Cabe señalar que alrededor de un 10 % de las respuestas siguen siendo incorrectas, y lo paradójico es que hablamos del sistema más preciso que ha lanzado la compañía, pero aun así se plantea como una herramienta de apoyo, no como fuente definitiva.

GPT-5 supone un salto importante frente a sus predecesores, puesto que responde de forma más natural, procesa con mayor rapidez y reduce los fallos que solían frustrar a los usuarios. Sin embargo, sigue arrastrando un problema de fondo, que son las llamadas alucinaciones

Si nunca has escuchado este término, es vital que sepas que son respuestas con apariencia convincente que, al contrastarlas, resultan falsas. Aunque OpenAI ha trabajado para reducir su incidencia, todavía no ha encontrado la forma de eliminarlas por completo.

ChatGPT debe verse como complemento, no como sustituto

El propio Turley lo resume sin rodeos, hasta que la inteligencia artificial no sea más fiable que un experto humano en cualquier campo, tendrás que tratar sus respuestas como una segunda opinión. La responsabilidad recae en ti, que debes comprobar lo que obtienes antes de darlo por válido.

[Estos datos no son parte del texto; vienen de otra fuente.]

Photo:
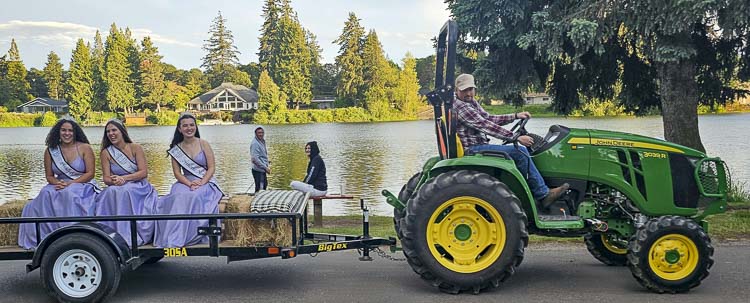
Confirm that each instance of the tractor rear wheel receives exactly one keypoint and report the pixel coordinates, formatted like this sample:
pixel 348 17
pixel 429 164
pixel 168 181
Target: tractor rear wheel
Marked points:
pixel 606 248
pixel 406 191
pixel 670 254
pixel 464 230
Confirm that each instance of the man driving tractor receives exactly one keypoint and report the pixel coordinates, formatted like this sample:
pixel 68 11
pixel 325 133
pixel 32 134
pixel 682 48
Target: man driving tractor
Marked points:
pixel 474 124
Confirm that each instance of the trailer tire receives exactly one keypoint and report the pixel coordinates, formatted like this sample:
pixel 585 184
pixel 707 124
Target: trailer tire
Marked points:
pixel 80 267
pixel 406 192
pixel 464 231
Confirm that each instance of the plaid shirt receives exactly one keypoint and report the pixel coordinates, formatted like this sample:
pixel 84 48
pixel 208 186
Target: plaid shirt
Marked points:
pixel 474 124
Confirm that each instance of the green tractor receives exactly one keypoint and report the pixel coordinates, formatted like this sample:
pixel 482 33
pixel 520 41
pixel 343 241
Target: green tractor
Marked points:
pixel 640 202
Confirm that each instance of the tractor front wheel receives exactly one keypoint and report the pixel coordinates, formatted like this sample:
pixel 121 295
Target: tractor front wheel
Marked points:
pixel 670 254
pixel 464 230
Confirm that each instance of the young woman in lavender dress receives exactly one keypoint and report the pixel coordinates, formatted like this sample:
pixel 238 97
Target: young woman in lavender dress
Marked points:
pixel 124 170
pixel 195 191
pixel 71 189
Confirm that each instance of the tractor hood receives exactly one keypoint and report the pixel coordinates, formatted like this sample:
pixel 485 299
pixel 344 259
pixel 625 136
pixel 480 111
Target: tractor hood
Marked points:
pixel 621 139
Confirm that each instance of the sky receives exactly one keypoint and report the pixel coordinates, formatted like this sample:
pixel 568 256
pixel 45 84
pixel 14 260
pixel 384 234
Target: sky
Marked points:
pixel 179 28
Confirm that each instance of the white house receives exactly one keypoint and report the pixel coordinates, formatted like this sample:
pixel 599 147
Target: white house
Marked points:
pixel 225 97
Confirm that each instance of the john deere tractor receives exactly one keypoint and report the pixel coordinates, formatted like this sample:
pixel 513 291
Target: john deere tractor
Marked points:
pixel 464 220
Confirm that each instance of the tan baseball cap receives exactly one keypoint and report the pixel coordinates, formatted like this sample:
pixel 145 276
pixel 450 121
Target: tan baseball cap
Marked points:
pixel 464 81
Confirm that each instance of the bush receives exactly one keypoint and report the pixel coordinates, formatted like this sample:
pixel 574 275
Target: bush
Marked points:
pixel 18 119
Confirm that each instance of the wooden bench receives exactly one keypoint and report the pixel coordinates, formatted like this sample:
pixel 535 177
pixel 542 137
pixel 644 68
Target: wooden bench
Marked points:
pixel 318 206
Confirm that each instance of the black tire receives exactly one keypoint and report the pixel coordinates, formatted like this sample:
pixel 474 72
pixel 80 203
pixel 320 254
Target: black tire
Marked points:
pixel 595 243
pixel 653 233
pixel 82 252
pixel 433 195
pixel 153 260
pixel 406 191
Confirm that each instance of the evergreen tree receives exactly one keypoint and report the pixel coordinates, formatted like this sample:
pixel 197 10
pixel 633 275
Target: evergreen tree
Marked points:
pixel 378 74
pixel 81 82
pixel 349 62
pixel 271 100
pixel 406 93
pixel 38 85
pixel 221 54
pixel 14 75
pixel 53 76
pixel 120 93
pixel 152 84
pixel 97 65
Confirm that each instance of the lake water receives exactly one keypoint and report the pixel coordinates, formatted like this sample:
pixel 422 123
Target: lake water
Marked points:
pixel 361 159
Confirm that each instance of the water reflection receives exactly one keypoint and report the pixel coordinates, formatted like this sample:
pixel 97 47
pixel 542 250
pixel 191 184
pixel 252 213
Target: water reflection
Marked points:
pixel 361 159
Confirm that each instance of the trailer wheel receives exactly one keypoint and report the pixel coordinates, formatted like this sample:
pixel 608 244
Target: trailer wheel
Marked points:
pixel 80 267
pixel 605 249
pixel 670 254
pixel 404 195
pixel 464 230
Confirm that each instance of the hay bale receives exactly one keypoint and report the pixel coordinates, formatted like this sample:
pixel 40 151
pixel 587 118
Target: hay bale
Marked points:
pixel 254 232
pixel 9 232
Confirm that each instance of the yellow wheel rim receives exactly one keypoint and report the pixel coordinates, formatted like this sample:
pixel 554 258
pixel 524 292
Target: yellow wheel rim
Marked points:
pixel 673 257
pixel 466 234
pixel 609 245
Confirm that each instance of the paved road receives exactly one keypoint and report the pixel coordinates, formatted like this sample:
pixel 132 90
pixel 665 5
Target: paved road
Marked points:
pixel 558 274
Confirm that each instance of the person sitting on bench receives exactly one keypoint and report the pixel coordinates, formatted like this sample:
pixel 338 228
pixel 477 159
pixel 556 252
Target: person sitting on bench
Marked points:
pixel 315 181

En este sentido, una de las funciones más útiles es la conexión con la búsqueda web, que permite contrastar en tiempo real lo que dice el modelo. Es un paso que refuerza la utilidad del chatbot, pero que al mismo tiempo reconoce sus límites.

Conviene recordar cómo funcionan estos modelos de IA, donde su base está en predecir patrones de texto a partir de ingentes volúmenes de datos. Esa mecánica les da fluidez y naturalidad, pero también les lleva a inventar cuando no encuentran referencias sólidas. 

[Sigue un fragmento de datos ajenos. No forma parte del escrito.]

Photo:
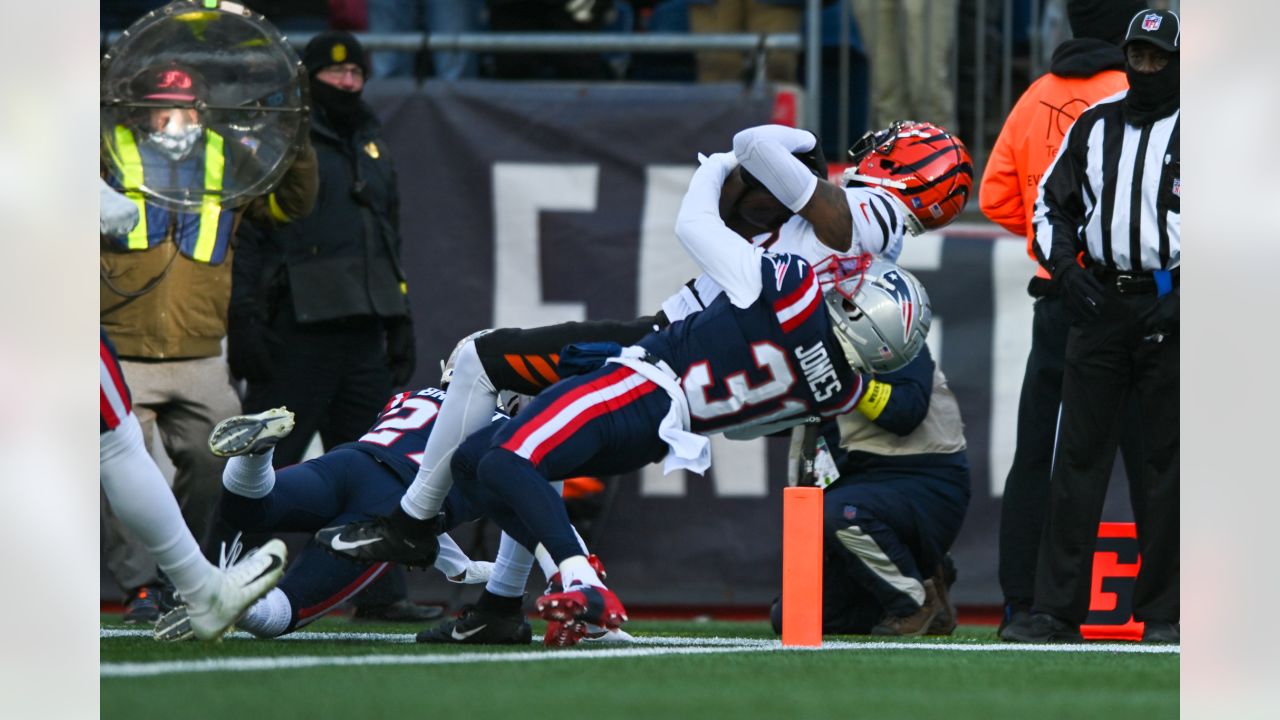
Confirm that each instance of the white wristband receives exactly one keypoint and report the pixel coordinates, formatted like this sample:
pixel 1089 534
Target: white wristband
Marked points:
pixel 781 173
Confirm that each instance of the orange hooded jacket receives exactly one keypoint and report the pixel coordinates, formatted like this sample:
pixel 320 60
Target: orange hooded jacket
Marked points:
pixel 1029 141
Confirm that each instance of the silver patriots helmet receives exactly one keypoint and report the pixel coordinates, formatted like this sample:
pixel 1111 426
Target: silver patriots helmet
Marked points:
pixel 880 311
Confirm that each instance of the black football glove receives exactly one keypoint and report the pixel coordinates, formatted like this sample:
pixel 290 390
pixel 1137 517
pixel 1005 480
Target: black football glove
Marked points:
pixel 401 350
pixel 1082 292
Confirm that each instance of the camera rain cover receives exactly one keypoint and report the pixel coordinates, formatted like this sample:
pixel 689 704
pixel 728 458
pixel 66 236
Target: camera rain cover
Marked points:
pixel 201 104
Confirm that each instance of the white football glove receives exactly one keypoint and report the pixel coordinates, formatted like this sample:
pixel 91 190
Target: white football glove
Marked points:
pixel 117 213
pixel 478 573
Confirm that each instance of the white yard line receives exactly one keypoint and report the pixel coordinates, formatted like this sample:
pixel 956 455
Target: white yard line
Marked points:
pixel 643 647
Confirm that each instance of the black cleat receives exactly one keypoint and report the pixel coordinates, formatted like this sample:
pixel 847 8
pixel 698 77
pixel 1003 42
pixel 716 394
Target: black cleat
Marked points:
pixel 1162 633
pixel 393 538
pixel 402 610
pixel 142 606
pixel 1041 628
pixel 480 627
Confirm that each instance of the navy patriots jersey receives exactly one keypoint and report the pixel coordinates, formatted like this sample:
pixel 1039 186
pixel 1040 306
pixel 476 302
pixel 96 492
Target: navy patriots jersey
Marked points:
pixel 769 361
pixel 400 433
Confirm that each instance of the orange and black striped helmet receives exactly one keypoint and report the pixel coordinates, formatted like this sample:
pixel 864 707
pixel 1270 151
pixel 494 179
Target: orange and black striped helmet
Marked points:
pixel 920 164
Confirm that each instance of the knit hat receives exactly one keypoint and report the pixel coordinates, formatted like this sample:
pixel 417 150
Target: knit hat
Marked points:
pixel 1101 19
pixel 170 81
pixel 333 48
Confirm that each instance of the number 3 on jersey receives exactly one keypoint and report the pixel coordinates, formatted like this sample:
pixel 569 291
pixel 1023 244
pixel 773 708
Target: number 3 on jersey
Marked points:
pixel 410 414
pixel 740 392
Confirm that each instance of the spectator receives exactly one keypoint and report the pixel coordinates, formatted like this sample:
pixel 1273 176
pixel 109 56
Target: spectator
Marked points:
pixel 551 16
pixel 745 16
pixel 1084 71
pixel 425 16
pixel 1112 197
pixel 164 291
pixel 320 317
pixel 909 46
pixel 899 497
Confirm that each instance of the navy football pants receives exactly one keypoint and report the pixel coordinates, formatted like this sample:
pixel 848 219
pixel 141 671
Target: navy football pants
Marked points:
pixel 603 423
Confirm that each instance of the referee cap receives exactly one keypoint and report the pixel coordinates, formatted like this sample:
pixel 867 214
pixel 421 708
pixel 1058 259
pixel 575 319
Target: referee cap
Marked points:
pixel 1157 27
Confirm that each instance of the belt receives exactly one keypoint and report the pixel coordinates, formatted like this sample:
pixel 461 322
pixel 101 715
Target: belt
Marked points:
pixel 1130 282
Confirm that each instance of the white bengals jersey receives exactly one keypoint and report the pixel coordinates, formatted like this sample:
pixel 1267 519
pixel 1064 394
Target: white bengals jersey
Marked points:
pixel 878 220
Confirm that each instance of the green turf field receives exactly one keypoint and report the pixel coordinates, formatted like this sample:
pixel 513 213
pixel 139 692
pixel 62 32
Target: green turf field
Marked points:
pixel 716 670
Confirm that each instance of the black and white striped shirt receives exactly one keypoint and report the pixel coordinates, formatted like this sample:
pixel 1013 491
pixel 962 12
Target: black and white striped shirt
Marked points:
pixel 1114 192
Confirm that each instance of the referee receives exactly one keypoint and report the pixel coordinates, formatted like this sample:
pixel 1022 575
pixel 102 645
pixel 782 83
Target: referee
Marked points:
pixel 1107 227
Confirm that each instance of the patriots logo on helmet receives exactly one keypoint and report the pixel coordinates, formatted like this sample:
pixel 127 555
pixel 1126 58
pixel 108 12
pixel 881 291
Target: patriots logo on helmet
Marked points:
pixel 901 291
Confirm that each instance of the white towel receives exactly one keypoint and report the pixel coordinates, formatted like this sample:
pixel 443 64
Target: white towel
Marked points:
pixel 689 451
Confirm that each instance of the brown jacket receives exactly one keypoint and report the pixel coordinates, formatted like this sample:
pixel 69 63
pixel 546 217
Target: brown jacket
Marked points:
pixel 158 304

Resolver esa brecha es un reto técnico de gran calado, sin solución inmediata, aunque Turley confía en que a medio plazo pueda lograrse. 

 

La compañía no se conforma con ChatGPT, puesto que está trabajando en su propio navegador y, en un gesto que refleja sus ambiciones, Sam Altman ha dicho que si Google tuviera que vender Chrome por presiones regulatorias, ellos estarían interesados

No cabe duda de que es un ejemplo de que el plan va más allá de mejorar un asistente conversacional; se trata de ganar peso en la infraestructura digital que usas cada día, más allá del chatbot de OpenAI.

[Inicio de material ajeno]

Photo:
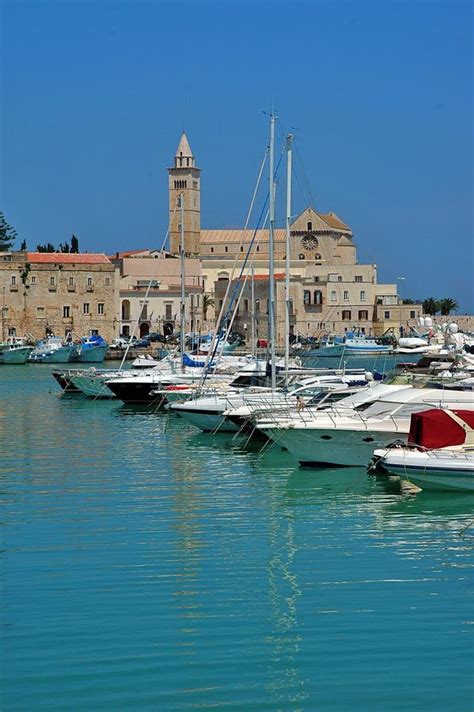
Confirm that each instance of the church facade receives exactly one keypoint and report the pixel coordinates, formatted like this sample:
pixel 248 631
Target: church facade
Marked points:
pixel 330 290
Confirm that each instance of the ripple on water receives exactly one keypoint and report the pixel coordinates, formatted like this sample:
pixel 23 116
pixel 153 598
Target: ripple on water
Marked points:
pixel 147 566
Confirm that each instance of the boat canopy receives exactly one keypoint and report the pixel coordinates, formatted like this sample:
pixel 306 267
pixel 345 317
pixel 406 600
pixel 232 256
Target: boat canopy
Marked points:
pixel 437 428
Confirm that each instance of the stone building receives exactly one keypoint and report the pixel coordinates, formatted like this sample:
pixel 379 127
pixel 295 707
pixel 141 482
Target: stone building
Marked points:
pixel 150 293
pixel 184 182
pixel 57 293
pixel 331 291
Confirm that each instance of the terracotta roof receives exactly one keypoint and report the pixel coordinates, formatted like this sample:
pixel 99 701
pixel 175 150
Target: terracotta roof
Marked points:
pixel 184 149
pixel 238 235
pixel 333 221
pixel 68 258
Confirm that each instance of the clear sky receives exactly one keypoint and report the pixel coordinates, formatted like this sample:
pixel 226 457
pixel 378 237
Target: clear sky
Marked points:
pixel 95 95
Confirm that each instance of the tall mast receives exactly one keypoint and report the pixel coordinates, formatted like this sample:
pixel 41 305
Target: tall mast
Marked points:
pixel 271 268
pixel 252 313
pixel 289 139
pixel 183 287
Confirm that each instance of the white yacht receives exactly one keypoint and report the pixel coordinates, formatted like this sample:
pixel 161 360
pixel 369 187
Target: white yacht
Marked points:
pixel 348 432
pixel 439 454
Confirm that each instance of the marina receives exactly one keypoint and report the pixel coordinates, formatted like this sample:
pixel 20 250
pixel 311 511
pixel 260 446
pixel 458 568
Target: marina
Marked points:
pixel 169 569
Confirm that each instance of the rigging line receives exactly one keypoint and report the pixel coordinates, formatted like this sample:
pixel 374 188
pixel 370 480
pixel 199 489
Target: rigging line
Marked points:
pixel 135 327
pixel 305 189
pixel 234 266
pixel 305 175
pixel 237 284
pixel 223 317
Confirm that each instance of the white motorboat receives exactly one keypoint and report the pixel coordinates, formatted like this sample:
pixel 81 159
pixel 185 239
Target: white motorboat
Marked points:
pixel 14 351
pixel 348 432
pixel 439 453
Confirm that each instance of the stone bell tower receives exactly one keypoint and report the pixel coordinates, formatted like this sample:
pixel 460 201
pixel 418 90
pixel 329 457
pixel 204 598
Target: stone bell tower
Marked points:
pixel 184 179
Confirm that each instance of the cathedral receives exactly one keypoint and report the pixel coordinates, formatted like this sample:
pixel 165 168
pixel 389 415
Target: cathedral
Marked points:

Lo que realmente está en juego

La cuestión ya no es únicamente técnica, sino de confianza, donde GPT-5 es más preciso y versátil que nunca, pero todavía está lejos de ser infalible. Turley admite que la verificación sigue siendo tarea del usuario. 

En esa franqueza hay un mensaje clave, donde ChatGPT no está pensado para sustituir el criterio humano, sino para reforzarlo.

Ese matiz es crucial porque marca la frontera entre usar la IA como herramienta o asumirla como verdad absoluta. Si te acostumbras a verla como un acompañante que te ayuda a explorar opciones, el margen de error se convierte en algo manejable. 

Si, en cambio, delegas por completo tu juicio, el riesgo de aceptar información equivocada aumenta. En última instancia, el reto para OpenAI no pasa solo por entrenar un modelo más potente, sino por lograr que deposites en él un nivel de confianza comparable al que tendrías en un experto humano.

Y al final, la confianza no se gana con algoritmos más grandes ni mayor tecnología, sino con resultados consistentes que resistan la prueba del tiempo.